Pour obtenir une promotion, un meilleur salaire, il va falloir négocier finement. Voici les conseils de ceux qui maîtrisent cet art sur le bout des doigts : les négociateurs du RAID, l'unité d'intervention d'élite de la police française.

Une augmentation, un poste intéressant, de bonnes conditions d'entrée dans une boîte... En entreprise, on vous donnera rarement quoi que ce soit sans que vous ayez à batailler. Pour devenir celui à qui on ne peut rien refuser, on peut sinspirer des techniques des meilleurs, les négociateurs du Raid!

Laurent Combalbert a été négociateur au sein de ce service d’élite de la police française entre 1998 et 2004. Il a fait face à des forcenés retranchés, négocié avec des rebelles sud-américains et des criminels de toutes sortes. Autant dire que la négociation de crise, il connaît.

On n'arrive pas avec une kalach'

Aujourd’hui, il est sorti de la police. Il fait toujours du conseil en sécurité, il enseigne également, notamment à HEC. Mais surtout, il a cofondé ADN (l’agence des négociateurs), un cabinet de conseil pour les entreprises et les salariés. Partout dans le monde, l’ex-super-flic leur enseigne ses méthodes pour devenir un négociateur redoutable.

Prenons un cas concret. Face à un preneur d’otage, imaginez que la police hurle des ordres au mégaphone, type "Laisse sortir tout le monde ou on fonce dans le tas". Ou alors, qu’un agent appelle l'individu, lui dit "écoute, on comprend tes motifs. Je te propose de laisser sortir les blessés, et en échange, nous, on ne lancera pas l’assaut". Avec la négociation, dans 80%, le forcené se rend, affirme le RAID.

Au bureau, même combat. Pas question de débarquer avec une kalachnikov dans l'open space. Exiger quelque chose, vouloir prendre le dessus sur l’autre est contre-productif, il pourra seulement se braquer. Le secret consiste à lui montrer un objectif commun qu’on a tous deux intérêt à atteindre.

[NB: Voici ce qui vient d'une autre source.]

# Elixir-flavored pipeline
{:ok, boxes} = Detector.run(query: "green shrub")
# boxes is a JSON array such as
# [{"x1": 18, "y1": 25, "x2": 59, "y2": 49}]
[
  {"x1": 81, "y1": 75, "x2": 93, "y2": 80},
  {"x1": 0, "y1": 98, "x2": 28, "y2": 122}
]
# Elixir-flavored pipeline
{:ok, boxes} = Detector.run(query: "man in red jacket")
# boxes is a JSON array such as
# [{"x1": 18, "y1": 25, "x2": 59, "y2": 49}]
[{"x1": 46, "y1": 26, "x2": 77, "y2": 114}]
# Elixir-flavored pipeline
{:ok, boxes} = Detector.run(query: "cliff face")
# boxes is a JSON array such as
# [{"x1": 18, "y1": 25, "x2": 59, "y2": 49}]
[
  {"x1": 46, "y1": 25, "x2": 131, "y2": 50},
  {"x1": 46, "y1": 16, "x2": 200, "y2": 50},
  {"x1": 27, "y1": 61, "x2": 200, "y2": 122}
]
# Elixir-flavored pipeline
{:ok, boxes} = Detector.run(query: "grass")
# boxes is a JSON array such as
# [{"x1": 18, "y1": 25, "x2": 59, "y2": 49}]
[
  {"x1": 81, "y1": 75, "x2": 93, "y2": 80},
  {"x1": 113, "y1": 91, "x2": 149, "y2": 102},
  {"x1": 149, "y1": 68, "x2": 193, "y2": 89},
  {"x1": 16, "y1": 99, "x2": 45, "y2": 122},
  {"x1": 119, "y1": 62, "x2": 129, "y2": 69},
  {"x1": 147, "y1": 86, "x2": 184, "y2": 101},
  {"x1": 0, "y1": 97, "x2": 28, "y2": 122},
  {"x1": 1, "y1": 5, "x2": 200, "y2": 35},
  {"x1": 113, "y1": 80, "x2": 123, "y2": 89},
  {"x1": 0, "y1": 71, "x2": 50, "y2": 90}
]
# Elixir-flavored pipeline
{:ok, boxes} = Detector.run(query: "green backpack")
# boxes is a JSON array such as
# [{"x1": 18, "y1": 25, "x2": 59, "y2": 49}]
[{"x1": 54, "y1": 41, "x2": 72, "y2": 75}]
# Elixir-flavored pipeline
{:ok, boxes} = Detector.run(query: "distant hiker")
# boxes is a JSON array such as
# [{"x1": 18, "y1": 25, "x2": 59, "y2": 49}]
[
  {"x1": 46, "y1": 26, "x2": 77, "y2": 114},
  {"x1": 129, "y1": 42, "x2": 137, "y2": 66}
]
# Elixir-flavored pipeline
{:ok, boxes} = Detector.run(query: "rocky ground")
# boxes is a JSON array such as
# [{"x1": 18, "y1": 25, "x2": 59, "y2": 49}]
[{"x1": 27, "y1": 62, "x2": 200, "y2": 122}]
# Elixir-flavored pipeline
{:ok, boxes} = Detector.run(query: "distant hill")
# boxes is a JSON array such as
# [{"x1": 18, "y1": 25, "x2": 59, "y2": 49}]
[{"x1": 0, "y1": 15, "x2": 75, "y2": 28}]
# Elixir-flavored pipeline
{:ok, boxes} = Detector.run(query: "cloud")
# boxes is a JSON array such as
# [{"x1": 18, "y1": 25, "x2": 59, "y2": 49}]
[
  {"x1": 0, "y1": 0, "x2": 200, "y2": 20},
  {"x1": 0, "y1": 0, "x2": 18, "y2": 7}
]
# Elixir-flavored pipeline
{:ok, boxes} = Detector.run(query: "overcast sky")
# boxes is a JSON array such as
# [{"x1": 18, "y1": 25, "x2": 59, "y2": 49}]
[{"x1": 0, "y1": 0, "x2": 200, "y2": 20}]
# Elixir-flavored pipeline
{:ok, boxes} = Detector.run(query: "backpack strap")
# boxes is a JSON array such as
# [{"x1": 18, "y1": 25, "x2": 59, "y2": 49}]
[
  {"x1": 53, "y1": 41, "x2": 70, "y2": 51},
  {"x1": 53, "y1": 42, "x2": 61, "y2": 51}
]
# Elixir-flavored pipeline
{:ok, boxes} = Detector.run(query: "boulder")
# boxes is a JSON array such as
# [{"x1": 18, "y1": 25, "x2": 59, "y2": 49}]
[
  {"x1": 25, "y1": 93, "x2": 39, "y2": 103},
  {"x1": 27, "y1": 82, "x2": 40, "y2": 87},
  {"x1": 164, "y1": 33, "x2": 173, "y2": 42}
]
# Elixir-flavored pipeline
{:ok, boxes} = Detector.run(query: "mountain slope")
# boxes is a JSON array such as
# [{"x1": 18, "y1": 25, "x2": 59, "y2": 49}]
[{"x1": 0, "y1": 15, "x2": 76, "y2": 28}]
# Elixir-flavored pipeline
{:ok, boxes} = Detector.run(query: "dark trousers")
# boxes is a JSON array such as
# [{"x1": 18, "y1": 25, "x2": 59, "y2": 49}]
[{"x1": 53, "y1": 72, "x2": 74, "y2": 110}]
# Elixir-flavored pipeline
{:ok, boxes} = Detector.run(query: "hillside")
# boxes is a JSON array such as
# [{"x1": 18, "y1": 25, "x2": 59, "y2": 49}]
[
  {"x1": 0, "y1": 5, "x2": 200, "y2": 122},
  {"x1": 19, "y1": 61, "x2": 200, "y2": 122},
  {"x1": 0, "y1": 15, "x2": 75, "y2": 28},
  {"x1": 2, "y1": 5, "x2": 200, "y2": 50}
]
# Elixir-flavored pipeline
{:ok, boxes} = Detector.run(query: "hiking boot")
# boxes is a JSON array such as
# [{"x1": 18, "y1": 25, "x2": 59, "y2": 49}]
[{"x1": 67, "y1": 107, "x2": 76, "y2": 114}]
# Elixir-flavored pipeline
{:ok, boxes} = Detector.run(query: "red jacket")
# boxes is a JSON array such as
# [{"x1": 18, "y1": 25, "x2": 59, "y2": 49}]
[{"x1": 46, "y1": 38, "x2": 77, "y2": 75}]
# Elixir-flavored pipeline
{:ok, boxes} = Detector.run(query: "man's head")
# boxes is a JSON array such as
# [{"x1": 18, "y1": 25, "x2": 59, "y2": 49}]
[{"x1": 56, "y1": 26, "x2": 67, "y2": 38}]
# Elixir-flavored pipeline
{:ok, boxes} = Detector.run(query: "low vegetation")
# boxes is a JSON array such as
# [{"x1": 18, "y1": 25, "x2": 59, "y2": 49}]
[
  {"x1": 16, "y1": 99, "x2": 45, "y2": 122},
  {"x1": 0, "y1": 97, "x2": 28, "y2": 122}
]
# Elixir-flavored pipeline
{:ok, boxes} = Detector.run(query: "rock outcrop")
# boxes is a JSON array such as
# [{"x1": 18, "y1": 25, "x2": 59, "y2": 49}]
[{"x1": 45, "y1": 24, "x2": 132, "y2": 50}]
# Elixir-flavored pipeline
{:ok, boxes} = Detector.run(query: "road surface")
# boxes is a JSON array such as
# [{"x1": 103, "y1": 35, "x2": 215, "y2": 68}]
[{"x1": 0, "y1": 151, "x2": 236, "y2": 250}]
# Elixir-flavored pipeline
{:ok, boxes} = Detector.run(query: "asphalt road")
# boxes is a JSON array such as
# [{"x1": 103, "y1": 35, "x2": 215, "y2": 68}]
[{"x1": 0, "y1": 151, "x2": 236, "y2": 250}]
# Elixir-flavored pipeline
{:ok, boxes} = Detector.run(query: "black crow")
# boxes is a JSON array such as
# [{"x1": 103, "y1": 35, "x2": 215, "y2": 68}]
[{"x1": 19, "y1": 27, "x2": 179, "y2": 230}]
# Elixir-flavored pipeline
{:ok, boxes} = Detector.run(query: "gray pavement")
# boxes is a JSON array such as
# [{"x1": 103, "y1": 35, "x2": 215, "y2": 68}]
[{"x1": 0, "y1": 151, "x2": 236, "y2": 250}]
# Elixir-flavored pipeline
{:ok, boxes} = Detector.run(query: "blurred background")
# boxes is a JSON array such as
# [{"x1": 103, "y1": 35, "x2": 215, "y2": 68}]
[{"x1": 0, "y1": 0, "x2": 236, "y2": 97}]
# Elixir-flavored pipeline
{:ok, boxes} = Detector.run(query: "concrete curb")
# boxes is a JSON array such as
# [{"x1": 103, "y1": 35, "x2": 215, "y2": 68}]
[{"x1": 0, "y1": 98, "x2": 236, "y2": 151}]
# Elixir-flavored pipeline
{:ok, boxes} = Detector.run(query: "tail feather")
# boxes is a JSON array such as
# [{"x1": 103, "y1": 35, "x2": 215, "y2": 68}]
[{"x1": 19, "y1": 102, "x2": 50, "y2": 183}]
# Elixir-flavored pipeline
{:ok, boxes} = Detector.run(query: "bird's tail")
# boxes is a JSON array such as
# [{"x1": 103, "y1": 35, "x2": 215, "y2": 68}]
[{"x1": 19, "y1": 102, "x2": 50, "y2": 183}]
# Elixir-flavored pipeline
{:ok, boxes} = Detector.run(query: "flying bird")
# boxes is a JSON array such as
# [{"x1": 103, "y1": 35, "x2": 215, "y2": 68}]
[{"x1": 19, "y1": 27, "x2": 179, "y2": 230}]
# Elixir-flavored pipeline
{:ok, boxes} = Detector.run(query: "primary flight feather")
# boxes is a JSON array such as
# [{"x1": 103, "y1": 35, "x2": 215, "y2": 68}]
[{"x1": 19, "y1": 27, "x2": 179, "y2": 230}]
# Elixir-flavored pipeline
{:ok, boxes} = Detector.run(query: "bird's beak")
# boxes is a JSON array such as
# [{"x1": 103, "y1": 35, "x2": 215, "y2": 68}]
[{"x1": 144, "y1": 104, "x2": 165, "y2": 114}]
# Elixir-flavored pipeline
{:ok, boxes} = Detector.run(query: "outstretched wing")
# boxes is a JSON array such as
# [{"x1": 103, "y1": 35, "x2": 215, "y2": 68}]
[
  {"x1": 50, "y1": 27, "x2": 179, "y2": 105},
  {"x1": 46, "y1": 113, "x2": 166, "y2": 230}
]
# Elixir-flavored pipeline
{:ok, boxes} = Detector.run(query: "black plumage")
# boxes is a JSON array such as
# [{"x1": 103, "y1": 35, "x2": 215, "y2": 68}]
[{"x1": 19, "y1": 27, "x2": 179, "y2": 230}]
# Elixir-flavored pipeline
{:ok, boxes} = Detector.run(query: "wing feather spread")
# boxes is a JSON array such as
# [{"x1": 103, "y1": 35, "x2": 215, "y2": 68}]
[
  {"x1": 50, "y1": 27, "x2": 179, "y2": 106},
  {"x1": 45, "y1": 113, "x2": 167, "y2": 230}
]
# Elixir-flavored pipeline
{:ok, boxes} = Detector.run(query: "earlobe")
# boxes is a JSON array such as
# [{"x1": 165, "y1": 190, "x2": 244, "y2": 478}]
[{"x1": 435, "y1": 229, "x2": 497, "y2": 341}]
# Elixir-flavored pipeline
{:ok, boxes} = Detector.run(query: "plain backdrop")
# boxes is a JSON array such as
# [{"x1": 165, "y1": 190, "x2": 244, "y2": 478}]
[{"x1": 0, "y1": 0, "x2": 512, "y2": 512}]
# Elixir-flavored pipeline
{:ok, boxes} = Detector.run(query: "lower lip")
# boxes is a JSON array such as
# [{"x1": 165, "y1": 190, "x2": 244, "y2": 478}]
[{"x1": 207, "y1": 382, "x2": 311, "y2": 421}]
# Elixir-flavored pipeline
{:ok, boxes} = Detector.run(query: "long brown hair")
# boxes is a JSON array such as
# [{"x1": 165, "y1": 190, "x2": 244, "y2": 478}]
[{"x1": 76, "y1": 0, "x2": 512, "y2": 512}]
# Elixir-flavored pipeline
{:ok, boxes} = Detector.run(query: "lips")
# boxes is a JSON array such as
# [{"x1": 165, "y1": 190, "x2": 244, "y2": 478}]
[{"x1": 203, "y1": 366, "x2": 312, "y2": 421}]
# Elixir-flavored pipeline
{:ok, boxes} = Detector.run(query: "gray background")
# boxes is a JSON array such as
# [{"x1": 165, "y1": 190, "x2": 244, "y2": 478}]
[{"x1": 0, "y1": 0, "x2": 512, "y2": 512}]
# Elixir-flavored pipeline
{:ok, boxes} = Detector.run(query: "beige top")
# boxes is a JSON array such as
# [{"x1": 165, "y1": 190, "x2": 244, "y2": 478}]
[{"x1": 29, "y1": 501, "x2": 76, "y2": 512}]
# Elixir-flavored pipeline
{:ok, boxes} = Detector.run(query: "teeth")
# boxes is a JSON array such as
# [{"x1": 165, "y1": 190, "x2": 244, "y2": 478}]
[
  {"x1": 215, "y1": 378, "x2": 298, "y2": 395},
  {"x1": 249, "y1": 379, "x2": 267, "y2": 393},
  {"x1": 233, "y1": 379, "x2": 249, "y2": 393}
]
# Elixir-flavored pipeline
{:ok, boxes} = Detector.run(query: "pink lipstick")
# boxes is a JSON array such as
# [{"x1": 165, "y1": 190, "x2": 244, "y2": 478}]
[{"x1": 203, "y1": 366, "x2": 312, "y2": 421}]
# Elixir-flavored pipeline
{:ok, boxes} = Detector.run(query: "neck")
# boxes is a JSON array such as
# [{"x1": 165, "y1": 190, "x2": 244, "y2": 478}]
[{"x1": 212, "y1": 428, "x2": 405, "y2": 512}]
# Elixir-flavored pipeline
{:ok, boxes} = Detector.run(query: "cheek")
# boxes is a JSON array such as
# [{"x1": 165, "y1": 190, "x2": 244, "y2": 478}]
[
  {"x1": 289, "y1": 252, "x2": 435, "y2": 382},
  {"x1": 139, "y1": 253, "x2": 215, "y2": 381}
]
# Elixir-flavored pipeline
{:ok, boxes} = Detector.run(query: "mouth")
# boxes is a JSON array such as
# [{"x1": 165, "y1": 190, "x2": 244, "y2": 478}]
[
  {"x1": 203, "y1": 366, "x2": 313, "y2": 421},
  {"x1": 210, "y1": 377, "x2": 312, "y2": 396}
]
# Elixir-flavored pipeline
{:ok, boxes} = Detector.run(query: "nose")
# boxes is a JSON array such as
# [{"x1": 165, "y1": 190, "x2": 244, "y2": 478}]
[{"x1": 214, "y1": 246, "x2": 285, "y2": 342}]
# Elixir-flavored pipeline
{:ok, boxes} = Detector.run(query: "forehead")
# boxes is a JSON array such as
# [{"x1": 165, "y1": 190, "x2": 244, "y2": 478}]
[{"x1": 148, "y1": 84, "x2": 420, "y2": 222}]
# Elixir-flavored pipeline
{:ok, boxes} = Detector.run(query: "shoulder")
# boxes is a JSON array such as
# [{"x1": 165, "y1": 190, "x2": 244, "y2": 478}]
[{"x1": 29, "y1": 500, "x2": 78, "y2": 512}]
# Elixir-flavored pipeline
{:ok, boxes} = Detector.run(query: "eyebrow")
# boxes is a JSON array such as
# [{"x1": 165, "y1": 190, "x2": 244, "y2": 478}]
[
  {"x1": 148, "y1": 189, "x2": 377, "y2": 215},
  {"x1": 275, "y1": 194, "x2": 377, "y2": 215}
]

Sachez arrêter la discussion

Dans le cas d’une promotion, plutôt que dire "je veux ce poste et je le mérite", il faudra exposer votre vision du poste, la plus-value que vous apporterez si vous l'occupez. Pour une augmentation, plutôt que se plaindre d'être sous-payé, il vaut mieux évoquer votre besoin de reconnaissance, qui, s'il est assouvi, vous rendra plus motivé et performant.

Par ailleurs, préparez bien la négociation. Sachez ce sur quoi vous n'êtes pas prêt à transiger. “Il ne faut pas perdre de vue ses objectifs tout en restant à l’écoute des besoins de l’autre”, explique Laurent Combalbert. Montrer de l’empathie, essayez de comprendre les contraintes de l’autre.

Dernier conseil: sachez clôturer la négociation. Quand ça ne marche pas, il faut savoir s'arrêter. Vous aurez au moins gagné de l’expérience, donc des leçons à en tirer pour une autre fois. Chez les agents du RAID, on dit que "progresser, c’est changer d’erreur".